The project will capitalize on the significant discovery and preclinical investigations already achieved at Addex, including preclinical studies performed using ADX71743, a prototypical selective mGlu7 receptor NAM identified and characterized by Addex (Kalinichev et al. 2013. J.Pharmcol.Exp. Ther. 344, 624-636). Published and unpublished data generated with this compound in preclinical models demonstrates the central role of mGlu7 receptors in key processes involved in fear memory. The DiSARM FEAR project aims to generate novel mGlu7 NAMs ready to enter IND enabling studies within 3 years.

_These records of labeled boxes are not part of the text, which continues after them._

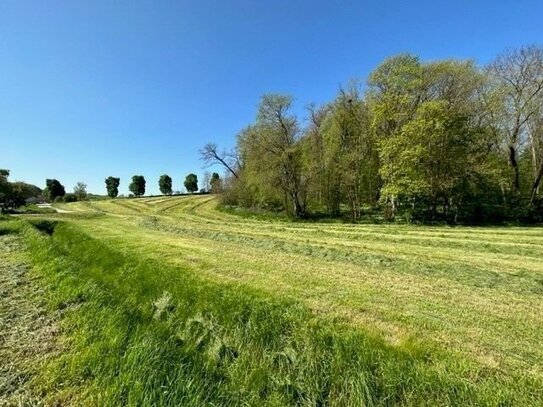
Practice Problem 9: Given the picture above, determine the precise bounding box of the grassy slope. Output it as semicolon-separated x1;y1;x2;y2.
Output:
4;197;543;405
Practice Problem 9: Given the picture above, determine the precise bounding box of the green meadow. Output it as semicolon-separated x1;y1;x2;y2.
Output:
0;196;543;406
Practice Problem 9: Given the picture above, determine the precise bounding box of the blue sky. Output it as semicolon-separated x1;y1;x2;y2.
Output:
0;0;543;194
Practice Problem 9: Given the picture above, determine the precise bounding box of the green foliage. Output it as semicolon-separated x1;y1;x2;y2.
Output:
64;193;77;202
184;173;198;193
43;179;66;201
73;182;87;202
202;46;543;223
158;174;172;195
128;175;145;197
105;176;121;198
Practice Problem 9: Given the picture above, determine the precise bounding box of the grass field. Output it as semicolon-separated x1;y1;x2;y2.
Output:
0;196;543;406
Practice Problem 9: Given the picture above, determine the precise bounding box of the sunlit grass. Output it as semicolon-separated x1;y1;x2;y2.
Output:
5;196;543;405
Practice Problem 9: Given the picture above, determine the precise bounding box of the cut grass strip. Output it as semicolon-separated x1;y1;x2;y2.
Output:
13;222;543;406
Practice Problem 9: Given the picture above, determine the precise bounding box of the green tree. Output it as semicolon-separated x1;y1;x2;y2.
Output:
185;173;198;194
128;175;145;197
0;169;12;212
74;182;87;201
486;46;543;203
158;174;172;195
105;176;121;198
209;172;222;194
43;179;66;201
238;94;307;217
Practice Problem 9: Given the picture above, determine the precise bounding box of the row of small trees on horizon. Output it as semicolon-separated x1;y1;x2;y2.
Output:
0;169;222;211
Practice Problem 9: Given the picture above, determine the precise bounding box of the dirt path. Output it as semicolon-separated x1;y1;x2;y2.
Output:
0;234;58;406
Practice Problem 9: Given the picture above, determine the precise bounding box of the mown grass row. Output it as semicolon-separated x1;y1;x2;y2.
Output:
4;221;543;406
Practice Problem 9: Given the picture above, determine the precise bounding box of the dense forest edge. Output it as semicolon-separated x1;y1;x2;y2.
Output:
0;45;543;224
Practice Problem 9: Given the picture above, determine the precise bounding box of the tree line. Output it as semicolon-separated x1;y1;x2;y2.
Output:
200;46;543;222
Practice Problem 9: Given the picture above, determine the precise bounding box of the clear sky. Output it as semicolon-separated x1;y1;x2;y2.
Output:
0;0;543;194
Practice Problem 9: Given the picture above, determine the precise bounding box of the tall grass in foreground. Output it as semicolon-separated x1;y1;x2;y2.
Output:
11;221;543;406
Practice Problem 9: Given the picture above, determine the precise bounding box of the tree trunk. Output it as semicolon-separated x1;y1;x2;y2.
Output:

“This Eurostars grant is a significant validation of the pioneering discovery work we have been doing in the field of mGlu7 and in particular the field of PTSD, a significant and growing unmet medical need,” commented Robert Lütjens, Head of Discovery Biology at Addex. “The grant and consortium will allow us to accelerate development of novel small molecule compounds targeting mGlu7 that could lead to safer and potentially more effective treatments for PTSD.”


“This important research not only advances a potential new avenue in PTSD but could provide insight to other neurological disorders,” said Tim Dyer, CEO of Addex. “This project is another example of our strategy to leverage non-dilutive funding and a collaborative approach to maximize the value of our unique allosteric modulation discovery platform technology, potentially leading to multiple new products for our pipeline.”